Postscript: V, as it happened, moved into a condo in a complex near the apartment I shared with my sister. This was coincidence; we had not been in touch, and she’d have had no way of knowing it — especially since she’d transferred in September to teach at a different high school. But she tracked down my phone number somehow, and invited me over. We split a bottle of wine, talked pleasantly but (as I remember) about nothing of substance, laughed from time to time, and then parted ways. I ran into her in a shopping mall one more time, in early 1979; again, we chatted without rancor or recrimination, and that was the last I saw of her.
About the playlist…
It’s shorter than the previous ones — which, as I mentioned, probably doesn’t surprise me. Aside from the preoccupations described (hinted at, more like) above, I think I was just, well, enjoying music less. I’d never been much of a dancer, but disco, via AM radio, was forcing the issue: Put up or shut up, it was saying to the audience; Take it or leave it. This is what I’m offering you now. I took that bet, and started listening less to AM radio, more to the edgier FM stations — and began buying music, in the form of LPs, more than I had for years. Which translated, largely, to buying music I already knew I’d enjoy. (“You tell me that it’s evolution/Well, you know/We all want to change the world…But when you talk about destruction/Don’t you know that you can count me out”: still in my late 20s, and already verging on pop-culture fuddy-duddiness.)
Some specific notes:
- Following my usual practice, I started building this playlist by referring to the year’s “Billboard Year-End Hot 100 singles” list (per Wikipedia). And the only selection criterion was unchanged: if I remembered the song coming out of a car radio, onto the list it went; otherwise, nope. Now, seeing what I’d overlooked or ignored was an… instructive experience. Hall & Oates! David Bowie! Queen, for crying out loud! Indeed, the two Fleetwood Mac songs on my list are there only because they became important to me in later decades — not because I would’ve cited them, given the same criteria, by the end of 1976 itself.

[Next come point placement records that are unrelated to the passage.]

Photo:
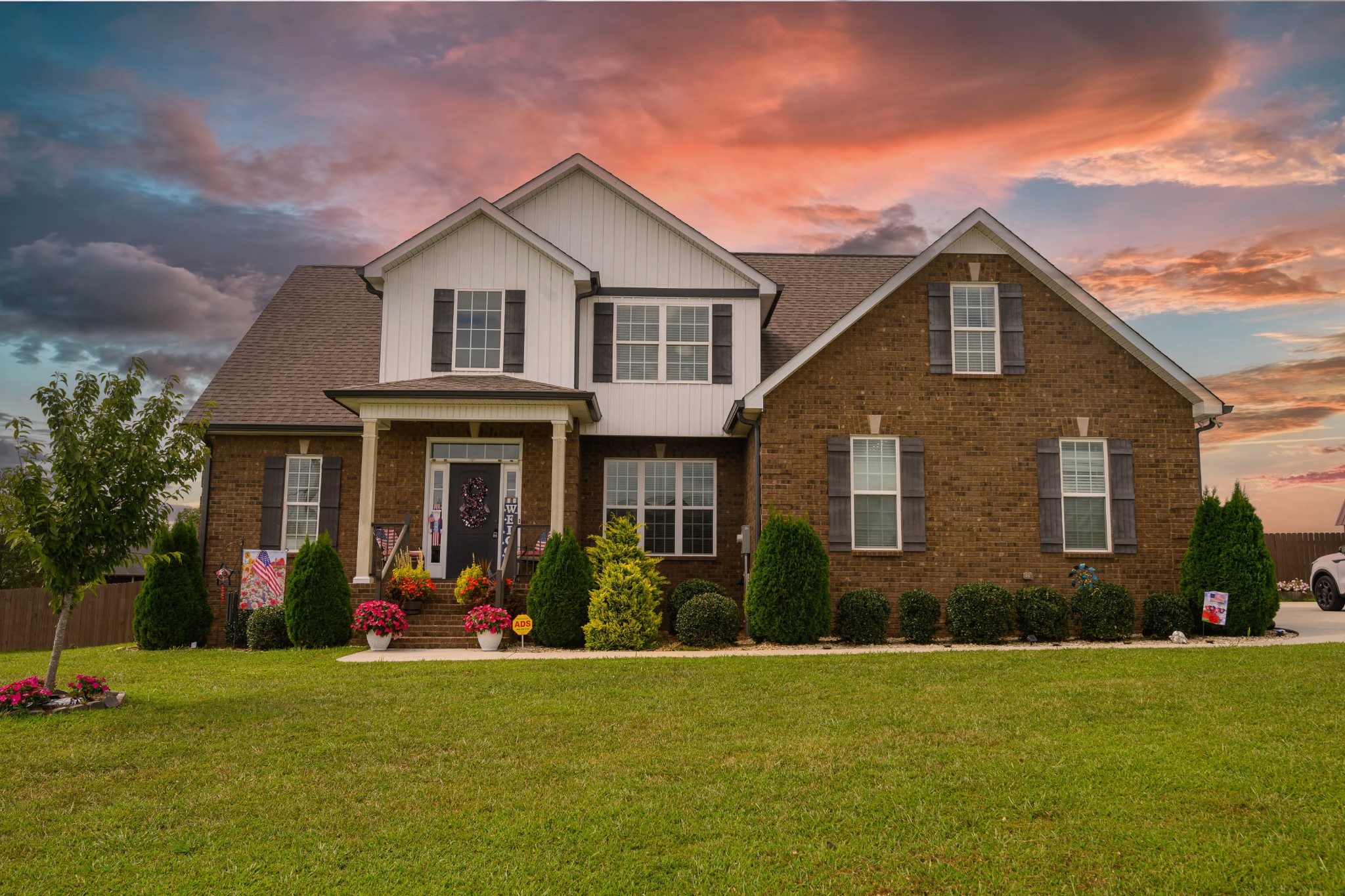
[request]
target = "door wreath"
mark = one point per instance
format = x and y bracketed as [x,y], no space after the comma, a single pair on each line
[474,511]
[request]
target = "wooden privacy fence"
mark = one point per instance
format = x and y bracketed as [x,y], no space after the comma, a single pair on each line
[102,617]
[1296,551]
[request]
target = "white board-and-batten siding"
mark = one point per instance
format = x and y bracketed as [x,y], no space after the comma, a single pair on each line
[621,241]
[481,254]
[671,409]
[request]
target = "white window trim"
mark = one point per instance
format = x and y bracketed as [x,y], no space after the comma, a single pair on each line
[678,507]
[856,492]
[956,330]
[287,503]
[458,300]
[663,304]
[1106,498]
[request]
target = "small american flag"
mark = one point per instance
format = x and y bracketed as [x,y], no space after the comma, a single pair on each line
[261,566]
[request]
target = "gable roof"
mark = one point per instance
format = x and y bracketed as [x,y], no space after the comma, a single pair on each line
[577,161]
[475,209]
[322,330]
[1204,403]
[816,291]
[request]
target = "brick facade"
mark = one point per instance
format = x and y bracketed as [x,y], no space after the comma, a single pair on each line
[979,435]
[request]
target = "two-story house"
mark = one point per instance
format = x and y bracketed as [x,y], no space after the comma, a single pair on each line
[572,351]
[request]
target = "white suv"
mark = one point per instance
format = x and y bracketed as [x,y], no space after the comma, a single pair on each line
[1328,581]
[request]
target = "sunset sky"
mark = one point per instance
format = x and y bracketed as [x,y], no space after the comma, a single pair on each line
[164,167]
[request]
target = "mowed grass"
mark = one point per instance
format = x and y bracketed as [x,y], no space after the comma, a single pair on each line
[1200,770]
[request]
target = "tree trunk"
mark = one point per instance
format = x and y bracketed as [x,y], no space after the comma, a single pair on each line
[60,644]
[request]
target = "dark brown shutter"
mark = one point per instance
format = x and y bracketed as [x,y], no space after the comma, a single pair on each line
[940,328]
[912,494]
[441,341]
[328,500]
[721,339]
[272,503]
[603,322]
[1122,473]
[838,494]
[1011,330]
[516,316]
[1049,507]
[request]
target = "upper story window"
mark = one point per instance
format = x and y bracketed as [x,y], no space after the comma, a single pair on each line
[303,485]
[975,328]
[669,339]
[875,495]
[478,330]
[1083,485]
[674,500]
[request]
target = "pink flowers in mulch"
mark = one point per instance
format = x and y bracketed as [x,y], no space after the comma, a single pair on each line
[381,618]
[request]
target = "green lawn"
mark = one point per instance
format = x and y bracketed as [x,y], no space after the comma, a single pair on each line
[1201,770]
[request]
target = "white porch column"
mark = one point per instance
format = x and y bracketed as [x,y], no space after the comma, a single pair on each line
[558,475]
[368,480]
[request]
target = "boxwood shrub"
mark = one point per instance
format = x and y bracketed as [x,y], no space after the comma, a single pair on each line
[1164,614]
[1106,612]
[267,629]
[685,593]
[708,620]
[1043,612]
[862,616]
[979,613]
[919,616]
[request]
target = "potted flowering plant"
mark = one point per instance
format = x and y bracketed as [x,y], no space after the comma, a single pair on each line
[381,622]
[489,625]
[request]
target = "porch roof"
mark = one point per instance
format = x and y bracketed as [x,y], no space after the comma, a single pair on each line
[477,391]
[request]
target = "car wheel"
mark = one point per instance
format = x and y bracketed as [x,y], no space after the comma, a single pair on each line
[1328,595]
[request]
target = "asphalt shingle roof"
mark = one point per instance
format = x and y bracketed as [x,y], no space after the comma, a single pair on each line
[817,292]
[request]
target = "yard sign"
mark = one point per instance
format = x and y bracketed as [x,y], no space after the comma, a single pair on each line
[1216,608]
[264,580]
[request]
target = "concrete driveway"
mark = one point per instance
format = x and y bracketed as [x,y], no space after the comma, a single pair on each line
[1310,622]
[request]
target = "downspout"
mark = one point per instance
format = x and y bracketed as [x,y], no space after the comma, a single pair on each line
[1208,425]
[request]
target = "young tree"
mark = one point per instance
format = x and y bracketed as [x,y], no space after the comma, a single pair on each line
[101,485]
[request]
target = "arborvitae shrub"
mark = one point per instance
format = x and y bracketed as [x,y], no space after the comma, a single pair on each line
[708,620]
[1106,612]
[979,613]
[685,593]
[236,630]
[1201,570]
[621,543]
[1164,614]
[558,595]
[173,609]
[919,616]
[267,629]
[1043,612]
[789,598]
[1248,568]
[622,609]
[317,603]
[862,616]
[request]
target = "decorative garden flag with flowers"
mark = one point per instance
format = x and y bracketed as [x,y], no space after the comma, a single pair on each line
[264,580]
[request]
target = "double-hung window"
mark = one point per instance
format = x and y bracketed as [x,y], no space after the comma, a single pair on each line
[662,343]
[303,484]
[875,492]
[636,343]
[1083,485]
[478,330]
[674,500]
[975,328]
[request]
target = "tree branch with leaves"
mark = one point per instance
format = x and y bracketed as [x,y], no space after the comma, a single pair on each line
[101,485]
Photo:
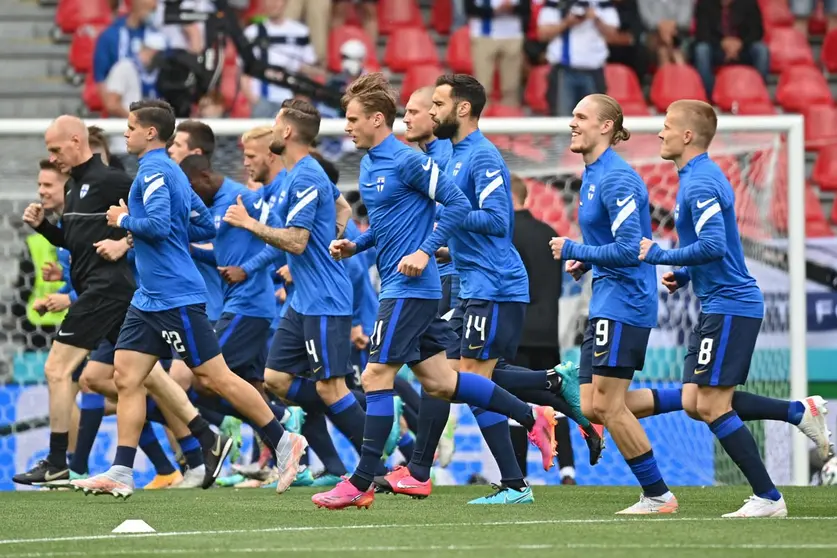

- “Convoy”: what a, well, bizarre hit song. It rode the coattails of the then-current fad for CB radio, and also directly referenced current events of the time — 1974’s National Maximum Speed Limit law, which had imposed a 55-miles-per-hour limit in response to a gasoline shortage. In retrospect, I wonder if this might not have been a precursor to later “The government is taking away our freedoms!” extremism.
- The Beatles, jeez, yes: “Got to Get You in My Life” had first been released in 1966, on the Revolver album… but hit the Billboard list again ten years later thanks to an anthology of the band’s hits.